David Conte – “God for all intents and purposes is an equal sign, and at least up until now, something humanity has always been able to believe in is that the universe adds up.”

A+B=C

Galileo, Copernicus, Kepler, Rutherford, Bohr, Einstein, Heisenberg or even more fundamentally Judaism, Daoism, Buddhism…they all set out for one thing, explain the unexplainable.  That’s what we do as people, we explain the uncanny; we give what is “not-at-home” a home.  The quest of figuring out the universe is simply to eliminate the things in or lives we cannot explain.  That’s the driving force behind science and religion.  Any thing not at home is homeless, and to be homeless is to be uncanny.  This is the reason for Navidson’s obsession; he had to give the homeless a home.  His case is of course special though.  The existential mode of the “not-at-home” for Navidson was not the behavior of the electron or the motion of the planets, it was his home, and it demanded explanation. 

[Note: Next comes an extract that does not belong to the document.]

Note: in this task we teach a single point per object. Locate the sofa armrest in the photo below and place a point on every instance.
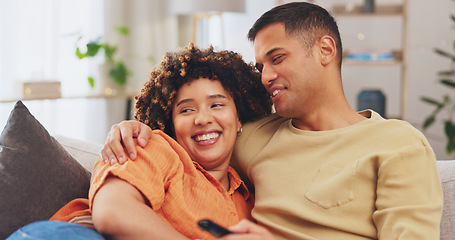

For Navidson explanation could only come from experiance, from Expeditions.  What’s interesting though is insight never comes from an Expedition, it only comes from an Exploration.  The first four Expeditions are only that, Expeditions. They are thought out, planned, and goal orientated.  Of course they all end with the same conclusion, nothing.  Expedition 5 is the first attempt at honest exploration.  Navidson is even quoted saying “I am in no hurry.”  This is the first time that someone goes into the hallways and enters the existential mode of not-at-home.  This time he is on a journey, a journey for comprehension, but the only way to achieve this is for Navidson is to strip it all way. Day by day (or night by night, which every you prefer) Navidson begins to give him self up.  Finally when his body is in a state of dehydration and starvation and his batteries are spent and his last match is burned he gives up, and he gives him self over to the house. 
            The result is him moving to Vermont, marrying Karen, and spending time with his wife.  The house he sells, never to return to again, even though he admitted it is still a mystery.  That doesn’t seem to matter though.  It’s a mystery that does not need any more solving, at least by him. Of course the house was never what was uncanny in the first place…right?